4. Start with Prompts: If you're unsure where to begin, start with prompts to spark your writing. Prompts can be specific questions or open-ended statements that invite reflection.
• How am I feeling physically, emotionally, and mentally today?
• What are three things I am grateful for in my life right now?
• Describe a recent challenge and how it has influenced your growth.
5. Write Freely and Honestly: When journaling, give yourself permission to write without judgment or self-censorship. Allow your thoughts and feelings to flow naturally onto the page. Don't worry about grammar, spelling, or coherence. This process is about self-expression and exploration.
6. Reflect and Gain Insights: As you journal, take time to reflect on what you've written. Notice any patterns, recurring emotions, or areas where you feel stuck. Use your journal as a tool for self-discovery and gaining insights into your thoughts, behaviors, and aspirations.

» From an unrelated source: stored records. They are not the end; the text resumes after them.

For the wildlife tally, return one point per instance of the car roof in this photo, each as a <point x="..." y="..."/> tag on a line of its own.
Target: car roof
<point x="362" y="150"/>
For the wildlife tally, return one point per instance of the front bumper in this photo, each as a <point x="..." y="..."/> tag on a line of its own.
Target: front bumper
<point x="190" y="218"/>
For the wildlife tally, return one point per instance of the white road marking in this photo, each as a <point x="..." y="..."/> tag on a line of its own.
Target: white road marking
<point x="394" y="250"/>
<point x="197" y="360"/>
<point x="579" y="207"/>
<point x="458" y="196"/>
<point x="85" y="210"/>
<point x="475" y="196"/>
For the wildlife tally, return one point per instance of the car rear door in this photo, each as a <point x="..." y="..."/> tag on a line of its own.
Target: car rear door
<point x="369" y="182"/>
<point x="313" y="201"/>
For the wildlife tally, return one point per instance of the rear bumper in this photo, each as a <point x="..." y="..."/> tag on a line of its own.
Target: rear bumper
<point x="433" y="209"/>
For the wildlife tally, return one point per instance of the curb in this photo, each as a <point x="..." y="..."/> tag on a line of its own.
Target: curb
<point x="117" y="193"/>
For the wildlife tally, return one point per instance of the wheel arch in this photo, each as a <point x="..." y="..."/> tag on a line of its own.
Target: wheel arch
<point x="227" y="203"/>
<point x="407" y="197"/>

This reflection can guide you toward personal growth and self-awareness.
7. Experiment with Different Techniques: Explore various journaling techniques to enhance your self-care practice.
Some popular approaches include:
• Gratitude journaling: Write about things you're grateful for to cultivate positivity.

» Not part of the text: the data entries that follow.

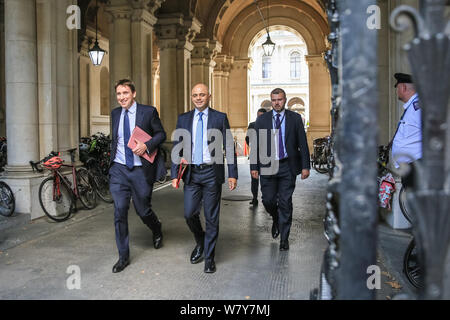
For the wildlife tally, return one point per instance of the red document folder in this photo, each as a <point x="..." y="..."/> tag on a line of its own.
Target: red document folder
<point x="181" y="169"/>
<point x="142" y="136"/>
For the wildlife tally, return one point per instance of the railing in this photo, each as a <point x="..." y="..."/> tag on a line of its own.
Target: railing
<point x="351" y="216"/>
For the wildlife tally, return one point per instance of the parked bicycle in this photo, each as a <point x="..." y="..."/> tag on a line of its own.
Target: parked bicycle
<point x="57" y="194"/>
<point x="321" y="156"/>
<point x="411" y="266"/>
<point x="7" y="200"/>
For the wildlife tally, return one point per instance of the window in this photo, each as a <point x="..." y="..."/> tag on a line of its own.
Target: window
<point x="266" y="67"/>
<point x="295" y="65"/>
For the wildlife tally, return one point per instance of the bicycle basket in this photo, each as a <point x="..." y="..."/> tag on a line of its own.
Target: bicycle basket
<point x="53" y="163"/>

• Stream-of-consciousness writing: Let your thoughts flow freely, without filtering or censoring them.
• Visual journaling: Incorporate drawings, doodles, or collages to express yourself visually.
• Goal setting: Write down your goals, aspirations, and action plans to manifest them into reality.
• Positive affirmations: Write affirmations that uplift and empower you.
8. Tailor Your Practice: Remember that journaling is a personal journey, so feel free to adapt and customize the process to suit your needs. Experiment with different techniques, try new prompts and be open to discovering what resonates with you the most.
9. Be Kind to Yourself: Approach journaling with self-compassion and understanding. Don't pressure yourself to write a certain amount or achieve a specific outcome. Your journal is a judgment-free zone where you can be your authentic self. Embrace imperfections and embrace the process of self-care through journaling. Some days, I will finish mid-sentence if the moment has left me and there are more pressing things to do than force something that is not flowing that day.
Journaling for self-care is a beautiful practice that can nurture your well-being and provide a deeper understanding of yourself. Through regular reflection, exploration, and self-expression, you can cultivate self-awareness, resilience, and a greater sense of inner peace.
Once your child is old enough to speak and express themselves, you can introduce the practice to them. Snuggle together on the sofa and talk about how they are feeling, what they are hearing and feeling around them, and then write it down in their own journal. What a gift to be able to express yourself freely and to be able to pass that habit on to your child.